As we unravel the rug together, we see these threads,

  • emotions and behaviors appropriate to context – yesterday we spoke about guilt
  • emotions and behaviors inappropriate to context – yesterday we spoke about guilt as a symptom of medical illness
  • the magical miraculous beyond our current understanding – before we “see face-to-face– yesterday Carol Ann mentioned the changing power of God
  • freedom to do self-care and related choices
  • what choice yet remains when other choices are lost either by action or disease
  • (this last one I’m just putting in here to finish the pretty rainbow) – helps me get in the barn where I’m comfortable

The reason I think it’s important to see these together yet apart, as well as we can (through a glass dimly), is that too much of one or another of these, diminishes the results of our self-care intentions.  Don’t mistake this for preaching that one can get too much of God in their lives.  It just isn’t true and not in our best interest to get waylaid.

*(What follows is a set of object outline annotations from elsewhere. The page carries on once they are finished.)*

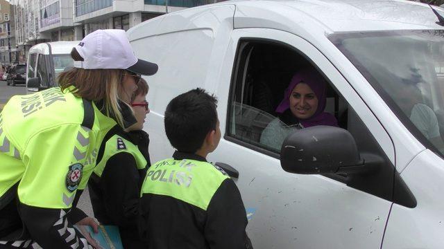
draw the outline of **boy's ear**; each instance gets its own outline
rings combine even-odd
[[[214,136],[216,136],[216,131],[211,130],[211,131],[208,132],[207,134],[207,137],[205,138],[205,142],[207,144],[210,146],[213,146],[214,143]]]

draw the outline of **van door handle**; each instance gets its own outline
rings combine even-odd
[[[228,176],[231,176],[232,178],[239,178],[239,172],[234,167],[228,165],[226,163],[220,162],[216,163],[215,164],[216,166],[221,167],[222,169],[223,169],[223,171],[225,171],[228,174]]]

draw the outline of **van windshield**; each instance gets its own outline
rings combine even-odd
[[[55,79],[58,80],[58,75],[63,72],[65,69],[68,69],[74,66],[74,60],[69,54],[67,55],[53,55],[53,61],[54,62],[54,73],[56,73]],[[57,82],[58,83],[58,82]]]
[[[329,39],[406,127],[443,156],[444,30],[341,33]]]

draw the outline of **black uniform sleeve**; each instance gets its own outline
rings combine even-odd
[[[136,225],[140,189],[133,156],[121,152],[106,163],[100,185],[108,216],[119,226]]]
[[[33,239],[43,248],[89,248],[86,239],[76,232],[67,210],[19,204],[20,216]]]
[[[246,232],[248,221],[241,194],[231,178],[225,180],[207,209],[205,237],[212,249],[253,248]]]
[[[75,224],[82,220],[83,218],[87,217],[87,215],[80,208],[77,208],[77,203],[80,199],[80,196],[83,193],[83,190],[77,190],[76,192],[76,196],[72,203],[72,208],[71,211],[67,214],[68,220],[73,224]]]

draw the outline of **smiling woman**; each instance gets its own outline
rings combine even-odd
[[[284,93],[278,116],[265,128],[260,143],[279,150],[285,138],[296,131],[316,125],[337,127],[334,116],[324,111],[327,82],[314,68],[296,73]]]

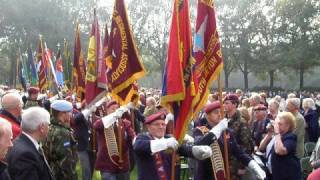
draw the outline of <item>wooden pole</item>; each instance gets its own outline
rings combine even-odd
[[[218,77],[218,91],[219,91],[219,101],[220,101],[220,113],[221,117],[224,117],[224,108],[223,108],[223,100],[222,100],[222,83],[221,83],[221,75]],[[224,146],[224,157],[225,157],[225,166],[226,166],[226,177],[227,180],[230,180],[230,169],[229,169],[229,153],[228,153],[228,140],[227,140],[227,132],[223,132],[223,146]]]
[[[122,157],[122,120],[118,120],[118,147],[119,147],[119,168],[122,169],[123,157]]]
[[[173,130],[172,134],[175,135],[175,123],[173,123]],[[177,154],[176,151],[173,150],[172,152],[172,159],[171,159],[171,180],[175,180],[176,176],[176,159],[177,159]]]

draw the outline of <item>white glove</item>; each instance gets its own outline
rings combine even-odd
[[[265,179],[266,173],[261,169],[261,167],[254,160],[251,160],[248,164],[248,167],[253,170],[258,179]]]
[[[210,146],[193,146],[192,154],[196,159],[204,160],[212,155],[212,150]]]
[[[104,102],[106,102],[107,101],[107,97],[103,97],[102,99],[100,99],[98,102],[96,102],[95,104],[94,104],[94,106],[96,106],[96,107],[99,107],[99,106],[101,106]]]
[[[101,120],[102,120],[104,128],[108,128],[112,124],[114,124],[118,120],[118,118],[115,116],[115,112],[113,112],[113,113],[103,117]]]
[[[164,151],[166,149],[174,149],[176,150],[179,146],[178,141],[174,138],[161,138],[150,141],[150,148],[152,154],[160,151]]]
[[[39,98],[39,96],[38,96],[38,98]],[[40,97],[40,98],[43,98],[43,97]],[[59,95],[58,94],[56,94],[55,96],[49,98],[49,101],[53,102],[54,100],[57,100],[57,99],[59,99]]]
[[[168,113],[168,114],[166,115],[166,119],[164,120],[164,122],[165,122],[166,124],[168,124],[169,121],[173,121],[173,120],[174,120],[173,114],[172,114],[172,113]]]
[[[37,100],[42,100],[42,99],[45,99],[47,98],[47,94],[39,94],[38,97],[37,97]]]
[[[194,138],[192,136],[190,136],[189,134],[186,134],[183,138],[183,141],[185,143],[189,143],[189,144],[192,144],[194,143]]]
[[[171,138],[167,138],[165,140],[167,141],[167,147],[168,148],[173,149],[173,150],[177,150],[178,149],[179,143],[176,140],[176,138],[171,137]]]
[[[85,119],[88,119],[88,117],[90,116],[91,112],[89,109],[84,109],[83,111],[81,111],[81,113],[83,114]]]
[[[126,105],[126,107],[127,107],[128,109],[134,109],[134,105],[133,105],[132,102],[129,102],[129,103]]]
[[[92,105],[92,106],[89,108],[89,111],[90,111],[90,113],[96,112],[96,111],[97,111],[97,106],[96,106],[96,105]]]
[[[210,132],[212,132],[217,139],[221,136],[221,133],[228,128],[228,119],[222,119]]]
[[[76,108],[77,108],[77,109],[81,109],[81,103],[77,102],[77,103],[76,103]]]

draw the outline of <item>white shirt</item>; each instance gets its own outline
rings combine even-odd
[[[39,150],[40,145],[39,145],[38,141],[35,140],[33,137],[31,137],[29,134],[27,134],[27,133],[25,133],[25,132],[22,132],[22,133],[23,133],[24,135],[26,135],[26,136],[30,139],[30,141],[34,144],[34,146],[36,147],[36,149]]]

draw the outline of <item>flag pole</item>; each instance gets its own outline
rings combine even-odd
[[[221,83],[221,73],[218,76],[218,91],[219,91],[219,101],[220,101],[220,113],[221,117],[224,117],[224,107],[223,107],[223,100],[222,100],[222,83]],[[228,140],[227,140],[227,132],[223,132],[223,149],[224,149],[224,157],[225,157],[225,166],[226,166],[226,177],[227,180],[230,180],[230,169],[229,169],[229,154],[228,154]]]

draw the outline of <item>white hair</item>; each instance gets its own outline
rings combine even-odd
[[[290,94],[288,94],[288,99],[291,99],[291,98],[295,98],[295,97],[297,97],[297,95],[295,94],[295,93],[290,93]]]
[[[300,108],[300,99],[299,98],[290,98],[286,100],[286,104],[291,103],[293,106],[295,106],[297,109]]]
[[[250,99],[252,99],[254,102],[259,104],[261,100],[261,96],[258,93],[252,93],[252,95],[250,96]]]
[[[270,104],[276,105],[277,109],[279,109],[280,103],[279,103],[279,101],[277,101],[276,99],[270,99],[269,105],[270,105]]]
[[[306,109],[312,109],[312,110],[316,109],[316,105],[315,105],[313,99],[311,99],[311,98],[303,99],[302,100],[302,107],[306,108]]]
[[[50,124],[50,114],[41,107],[31,107],[23,111],[21,129],[24,132],[35,132],[39,125]]]
[[[11,131],[11,124],[6,119],[0,118],[0,137],[5,131]]]
[[[23,102],[20,94],[18,93],[5,94],[1,99],[2,108],[5,110],[16,108],[19,104],[23,104]]]

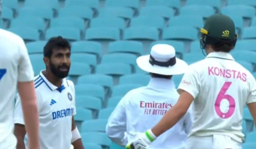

Questions:  How do you see yourself more effective in your self-care efforts and what has influenced those improvements?  In what way have certain bits of your self-care gotten “too much” attention?  Please tell me your story.

Your flawed self

My niece is sitting beside me and I can barely keep my hands off of her 5 month self.  I am eating a blueberry scone slowly.  She, with her tummy-full of breast milk, is watching every bite, a faint smile on her pink face.  I’m a little afraid she’s learning to eat carbohydrates from me and I want to tell her that I can’t remember the last time I ate one of these.  I start eating faster and turn away so I don’t imprint this on her supple myelinating neurons.

We closet eat, closet smoke, closet shop, closet sex, closet what we want to protect others from but what we independently are strong enough to handle …or not.  There is a term called “self-sabotaging behavior.”  Reducing this, we find that the process of closeting is in fact the handle on the door to that mal-behavior.  Keeping it real is the same as saying get it out of the closet.

My mentor and brother, Cameron Johnson used to say, “Go where the pain or fear is and it will lose control over you.”  People who work the 12-Steps call this “Rigorous Honesty.”  It is a pealing away of all pretense with yourself.

Avoiding rigorous honesty turns into self-sabotage.  We end up cutting ourselves down at the knees.  Anxiety uses fear to make us hide.  In cases that include emotional illness, of course medication will help our work toward honesty.

It is not about whether we hide our bad sides or not – we do.  It is about trying to keep it real.  The only thing to be ashamed about, if we must, is not trying.

So to my niece, I give her my flawed self and when the time(s) come, I will accept hers as well.

Self Care Tip #45 – Show the world your flawed self.  Be a friend to yourself.

Question:  How have you experienced the freedom that comes from going toward the fear?  Please tell us your story.